L’objectif est de pallier les situations de pénurie sur le marché, comme c’est le cas actuellement pour le sucre avec les restrictions imposées par plusieurs pays sur d’autres productions (y compris les céréales et les viandes rouges). Donc, le premier pas pour assurer cette sécurité alimentaire est d’investir dans les espaces de stockage – notamment frigorifiques – afin de consolider l’autonomie des marchés. Ceci concerne particulièrement les filières où le Maroc ne dispose pas de souveraineté. Pour celles qui sont déstabilisées, comme le lait et les viandes rouges, l’équilibre devra être atteint en vue de «récupérer» cette souveraineté.
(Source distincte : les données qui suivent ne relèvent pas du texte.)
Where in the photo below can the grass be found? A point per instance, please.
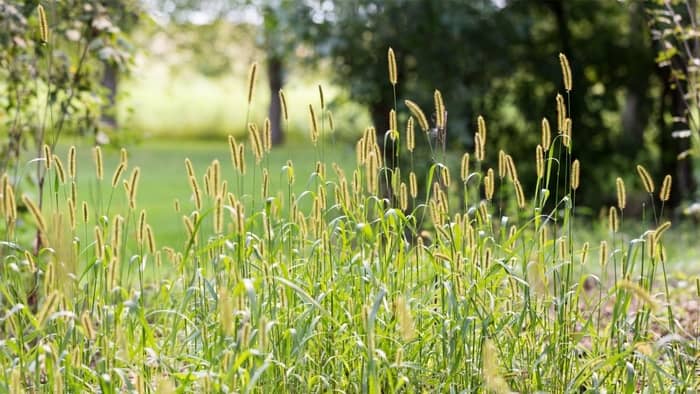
(324, 281)
(163, 180)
La mission exploratoire temporaire relevant de la Commission des secteurs productifs du Parlement a émis 64 recommandations au sujet des fragilités du système de commercialisation et de distribution des produits agricoles frais et périssables. Quel est l’impact de ce volet sur l’amont des filières de production ?
L’un des apports de la stratégie Génération Green est, justement, de résoudre cette problématique. Parler de circuit de distribution et de passage obligé par les marchés de gros pour les produits frais et périssables, impose aussi d’aborder le circuit de transformation. Ceci concerne notamment les viandes rouges avec la problématique des abattoirs. Ces circuits, importants pour les deux filières, souffrent de l’intermédiation. Il s’avère donc nécessaire de mettre en place des structures modernes (marchés de gros performants et abattoirs modernes certifiés par l’ONSSA), de manière à répondre aux défis qui se posent avec acuité. Le constat est le même pour la filière oléicole qui souffre de la même problématique avec la prédominance des unités traditionnelles de trituration d’olives (maâsras). De ce fait, et en plus du renforcement du contrôle, un travail d’assainissement des circuits de distribution et de commercialisation est nécessaire afin de régler les dysfonctionnements détectés en aval des productions.